The MIX07 conference is currently held in Las Vegas, just as last year. The reports are pouring in and most of them are containing the word “Silverlight” in one way or another.

Flash is the most popular choice for graphics-intense presentations on the web today. It’s great for non-technical bosses who judge success by counting moving objects in a pre-compiled movie, but developers doing fairly advanced stuff have to fight with Actionscript and debugging in a less than perfect environment.

Silverlight provides a way out for Microsoft-centric developers. Simply write code-behind calls in C# or another CLR language just as you already do with your ASP.NET stuff today. Among other things, this makes data access a lot easier than the dirty plumbing that Flash requires of developers. Ever been tearing your hair away while trying to debug Actionscript?
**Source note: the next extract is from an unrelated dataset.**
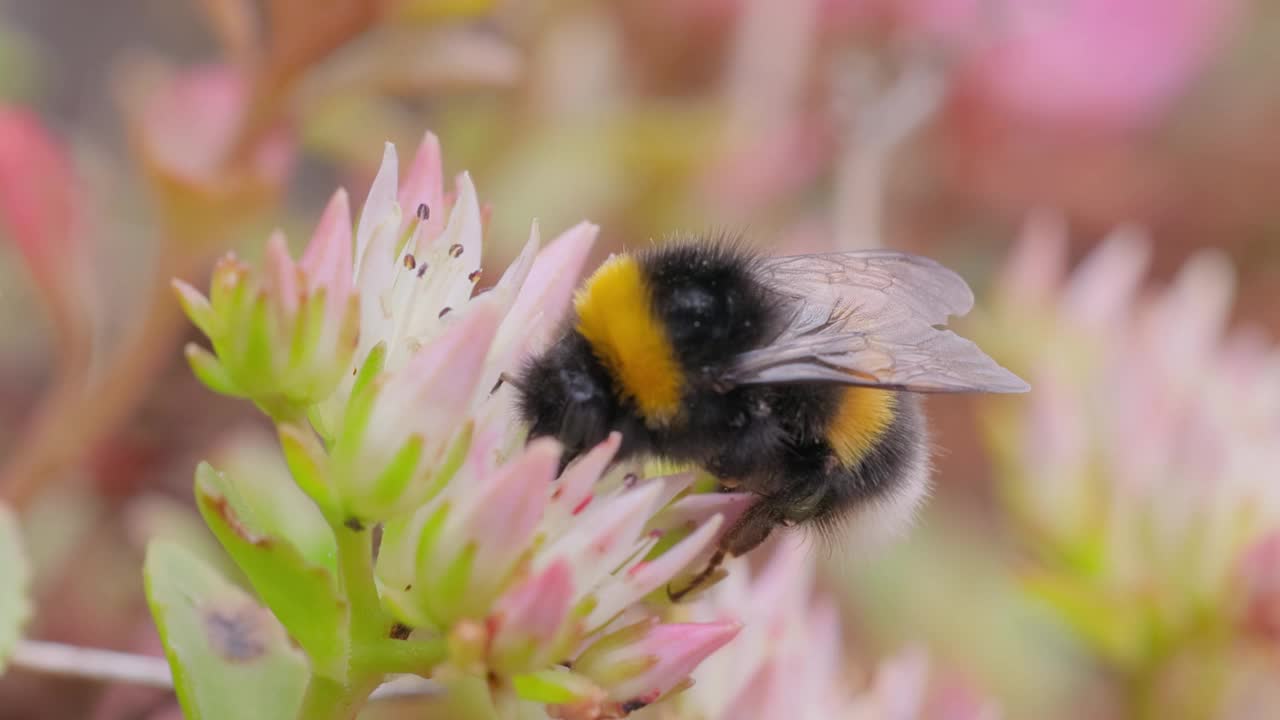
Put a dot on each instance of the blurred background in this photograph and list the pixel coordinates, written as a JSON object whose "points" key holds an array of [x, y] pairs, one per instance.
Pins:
{"points": [[1102, 172]]}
By using Silverlight in Orcas we can debug code on the client as well as on the server.

The Venetian, Las Vegas The Venetian in Las Vegas.

In addition to all this we have the CoreCLR that powers the Silverlight 1.1 Alpha, as well as the new DLR with support for Ruby, Python and more. Silverlight is also bridging the gap between JavaScript and CLR code, which in other words enables the CLR code to manipulate the DOM. Confusing? Scott Hanselman has a nice schematic picture and there is also a developer reference chart. Silverlight will also be available on Linux soon.

I’ve heard interviews with people claiming “it’s world changing” and “The day Microsoft rebooted the Web”. As always, these kinds of statements are intended to create a marketing hype, but the fact remains: Now we have managed code in the browser. It will definitely affect the future for all ActionScripties and JavaScripties out there.


  • avatar
    04 May, 2007

    Just when the Web where heading into a system independent, browser independant form, Microsoft comes and tries to shoot that trend down. No way that Silverlight will work as well on non-Windows/IE platforms as they will on Windows/IE. *sigh* They will behave very well for the first couple of years, since they have zero market share, but when they have gotten 60-70 per cent, things will … change.

  • avatar
    04 May, 2007

    There are lots of people who recommend building accessible, standards-compliant web sites, and I am one of them.
    Unfortunately, there are 100 times that number of people who shouts for advanced interactivity, flashing animations and desktop-like behaviour. Microsoft is simply giving people what they want, and developers tend to use new tools from Microsoft without giving any thought to the consequences of their actions.